Throughout High School and college I was internally haunted and conflicted with an inferiority complex to every hip/popular San Diego community (Mission Beach, La Jolla, North Park, Kensington, Mission Valley, Gaslamp). I analyzed my community with so much self-hate because it was so painfully normal. All the homes are some shade of beige/crème. The architecture is homogeneous. The lake in Eastlake is artificial. There are no dolphins at dolphin beach. Eastlake greens, is really not that green, and there is no forest in the Eastlake woods.

So we don’t have cool zip code t-shirts like Mission Bay that say 92109, nor the hipsterish skinny jeans allure of North Park, nor the yuppie post ball-game nightlife of downtown, nor the elitist tradition of La Jolla, nor are we a singles Mecca like PB, but East Chula Vista is an ideal place for America’s most sacred institution: the family.

Today my father had a colonoscopy. For the first time in my life, I realized that my father was mortal, that he was not superman.

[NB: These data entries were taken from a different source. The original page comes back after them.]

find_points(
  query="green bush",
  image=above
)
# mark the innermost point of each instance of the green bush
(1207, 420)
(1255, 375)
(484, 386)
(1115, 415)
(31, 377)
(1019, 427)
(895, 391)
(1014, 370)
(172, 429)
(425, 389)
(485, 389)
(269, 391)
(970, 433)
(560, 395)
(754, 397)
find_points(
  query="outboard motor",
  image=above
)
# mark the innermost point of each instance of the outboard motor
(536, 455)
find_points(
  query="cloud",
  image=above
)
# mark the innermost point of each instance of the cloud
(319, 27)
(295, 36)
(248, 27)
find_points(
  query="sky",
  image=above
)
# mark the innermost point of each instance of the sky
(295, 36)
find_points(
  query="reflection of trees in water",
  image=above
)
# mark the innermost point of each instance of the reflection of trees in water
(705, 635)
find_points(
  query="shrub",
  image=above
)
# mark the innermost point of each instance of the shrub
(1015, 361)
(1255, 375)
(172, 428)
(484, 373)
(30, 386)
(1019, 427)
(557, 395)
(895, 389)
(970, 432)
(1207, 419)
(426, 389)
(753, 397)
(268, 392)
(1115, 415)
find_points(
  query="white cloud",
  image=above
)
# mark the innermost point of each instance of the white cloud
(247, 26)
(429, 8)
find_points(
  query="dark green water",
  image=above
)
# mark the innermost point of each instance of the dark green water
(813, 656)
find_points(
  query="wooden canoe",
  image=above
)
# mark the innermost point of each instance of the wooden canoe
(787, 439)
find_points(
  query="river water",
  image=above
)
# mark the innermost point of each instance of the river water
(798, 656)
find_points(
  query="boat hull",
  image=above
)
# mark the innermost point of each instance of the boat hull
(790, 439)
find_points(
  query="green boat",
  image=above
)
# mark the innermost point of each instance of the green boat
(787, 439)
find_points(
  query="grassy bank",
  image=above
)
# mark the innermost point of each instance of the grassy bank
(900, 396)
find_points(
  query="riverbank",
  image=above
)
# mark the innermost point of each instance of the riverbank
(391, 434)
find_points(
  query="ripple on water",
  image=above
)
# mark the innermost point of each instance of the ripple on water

As I waited in the reception room, I got teary eyed because for the first-time in my life I was afraid of tomorrow. Growing up my father would routinely greet me as “campeon” or champ. My motivation academically and athletically was always to seek to his approval, to get his famous “champ” greeting. I never suspected that this would have such a profound emotional effect on me. As I sat there waiting I received various phone calls from work colleagues. The calls were work-related but they quickly shifted to my fathers’ colonoscopy because my friends could tell I was an emotional wreck. Three hours later, the doctor gave us a positive prognosis that the tests indicated that my father was cancer-free. When I arrived home I had 22 unread emails in my inbox. Two of the emails were from work-colleagues and the rest were from my students at Eastlake High. Somehow, they all knew that my father was getting some sort of testing done. All the emails expressed genuine concern and hope.

Today I realized why I chose to comeback to teach, live, and coach in the community I grew up in, because underneath the homogeneous architecture, the variations of beige, the lame stores, and the painful normality of East Chula Vista we have created an adolescent culture that is compassionate about humanity not nympho clubs.